2.4. Study Endpoints
The primary endpoint of the study was lymph node assessment performance, evaluated through lymph node yield and nodal metastasis detection rate. Bilateral pelvic nodal assessment and the association between pathological T stage and lymph node involvement were analyzed as exploratory and descriptive outcomes.
2.5. Statistical Analysis
For the characterization of our cohort, both descriptive and inferential statistics were used. In each case, continuous variables were represented as average value ± standard deviation (SD) or median with interquartile range (IQR). On the other hand, categorical variables were expressed by absolute and relative frequencies.
Comparisons between groups were performed using the independent t-test for continuous variables, the Chi-square test or Fisher’s exact test for categorical variables, and the Kruskal–Wallis test for comparisons across the three lymph node assessment groups.

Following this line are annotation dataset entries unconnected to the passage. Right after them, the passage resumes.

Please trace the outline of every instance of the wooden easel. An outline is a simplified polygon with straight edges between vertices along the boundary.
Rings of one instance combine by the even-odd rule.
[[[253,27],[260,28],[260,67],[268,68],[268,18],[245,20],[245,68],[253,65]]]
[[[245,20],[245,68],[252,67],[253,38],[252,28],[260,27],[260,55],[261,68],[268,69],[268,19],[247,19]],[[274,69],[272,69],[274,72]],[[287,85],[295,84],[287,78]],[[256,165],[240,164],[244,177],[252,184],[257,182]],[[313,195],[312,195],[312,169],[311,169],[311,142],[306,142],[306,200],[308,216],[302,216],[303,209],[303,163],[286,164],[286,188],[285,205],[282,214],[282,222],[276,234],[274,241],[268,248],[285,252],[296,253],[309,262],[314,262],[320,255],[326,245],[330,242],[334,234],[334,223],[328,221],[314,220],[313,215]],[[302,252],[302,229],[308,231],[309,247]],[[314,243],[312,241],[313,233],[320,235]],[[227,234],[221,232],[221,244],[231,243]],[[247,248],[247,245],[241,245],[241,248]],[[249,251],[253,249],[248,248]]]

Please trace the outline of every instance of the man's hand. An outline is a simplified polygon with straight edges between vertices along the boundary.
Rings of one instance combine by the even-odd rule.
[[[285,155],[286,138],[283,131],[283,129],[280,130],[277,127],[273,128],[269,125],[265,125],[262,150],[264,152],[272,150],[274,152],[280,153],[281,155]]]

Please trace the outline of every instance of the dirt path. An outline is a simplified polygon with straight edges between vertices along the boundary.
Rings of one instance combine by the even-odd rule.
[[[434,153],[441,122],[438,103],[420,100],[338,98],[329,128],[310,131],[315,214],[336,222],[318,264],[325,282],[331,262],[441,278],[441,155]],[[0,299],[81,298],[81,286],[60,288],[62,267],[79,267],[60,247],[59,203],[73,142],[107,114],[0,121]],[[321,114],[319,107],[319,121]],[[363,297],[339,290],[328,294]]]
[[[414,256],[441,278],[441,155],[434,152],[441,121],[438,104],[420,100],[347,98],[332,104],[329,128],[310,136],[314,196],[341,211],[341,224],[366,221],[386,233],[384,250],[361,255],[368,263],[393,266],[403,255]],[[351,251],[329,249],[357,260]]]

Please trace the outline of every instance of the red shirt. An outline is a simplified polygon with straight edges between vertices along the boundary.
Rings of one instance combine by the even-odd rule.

Statistical analyses were performed using IBM SPSS Statistics for Windows (Version 29.0) and Microsoft Excel, Microsoft 365 (Version 2407).
3. Results
3.1. Patient Demographics and Management Strategies
A total of 137 patients with endometrial carcinoma (with complete surgical and histopathological data) were included in the analysis. The median age was 62.5 years (mean ± SD: 62.4 ± 10.6).
In most cases, no neoadjuvant treatment (132/137, 96.4%) was administered. Neoadjuvant radio-chemotherapy was administered in five patients (3.6%) and was distributed across the study groups without a predominant allocation to any specific lymph node assessment technique. The majority of patients underwent simple hysterectomy (117/137, 85.4%), while radical hysterectomy was performed in only 20 cases (14.6%). Adjuvant therapy was administered to 85 patients (62.0%), while the other 52 patients (38.0%) did not receive any additional treatment. Among those who received adjuvant therapy, 45 patients were treated using brachytherapy alone, whereas 40 patients received a combination of external-beam radiotherapy, chemotherapy and brachytherapy.
3.2. Histopathological Characteristics
Endometrioid carcinoma was the predominant histologic type in the cohort, accounting for 136 cases (99.3%), while the remaining case consisted of clear cell carcinoma. Most of the tumors did not present any associated histologic variants (130/137, 94.9%); even if three cases had clear cell features, two had mucinous differentiation and two had serous differentiation. In terms of tumor grade, 56 tumors (40.9%) were G1, 55 (40.1%) were G2, and the other 26 (19.0%) were G3.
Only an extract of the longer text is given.